A small Manitoba community has been dedicated to honouring those who fought and also made the ultimate sacrifice during the First and Second World Wars.

Darlingford is located 21 kilometres west of Morden and since 1921, it has been home to Manitoba’s only free-standing memorial building in the province.

Darlingford Memorial Park was inspired by Ferris Bolton, who lost three sons while they were fighting in France in 1917.

Glenn Rasmussen is the secretary-treasurer for the park, holding that title for 37 years, and said the park is important for so many in the area.

“There’s a lot of people (from here) that signed up for the war, it was a small area, and there were a lot of people signed up. So it’s just an important part of everybody’s life,” said Rasmussen.

Inside the memorial building, there are two black tablets listing all the men and women who served in each war.

In the First World War, 104 people from the area served and 18 died, while in the Second World War, 118 served and 12 people died.

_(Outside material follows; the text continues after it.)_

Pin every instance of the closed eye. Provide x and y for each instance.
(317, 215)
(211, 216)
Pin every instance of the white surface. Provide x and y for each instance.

A plaque at Darlingford Memorial Park showing all people who fought in the First and Second World Wars in the area. Nov. 8, 2022. (Source: Glenn Rasmussen)

In 2021, the park marked its 100th anniversary, with the official ceremony being held this past July.

“We tried to contact a lot of relatives of the people who were on the two plaques in the building from the First and Second World Wars…We had a very strong, very good turnout for the service this year. So it was very well received.”

Unlike other memorials in the province and across the country, a yearly service isn’t held on Nov. 11 at Darlingford Memorial Park. Instead, Rasmussen said it is held on the first Sunday of July every year in commemoration of the original opening of the park on July 5.

“We have children from the community take part in it and we have a roll call. We call out the names of the (people) from the First World War and the Second World War who gave their lives,” said Rasmussen. “The children put flowers on two-way crosses at the front, and then stand them in the formation of a cross after they’ve placed the flower.”

Despite no official service in Darlingford, Rasmussen said services are still held in Manitou and Morden on Nov. 11.

Rasmussen encourages people to visit the memorial park and learn about the history of the area.

“The community support is just tremendous over the years. There is just a lot of pride in the park itself. We’ve had so many people comment when they are there, just visiting on a weekend or something, about how peaceful it is in there. It’s just a peaceful place to come and visit and remember, it’s just special that way.”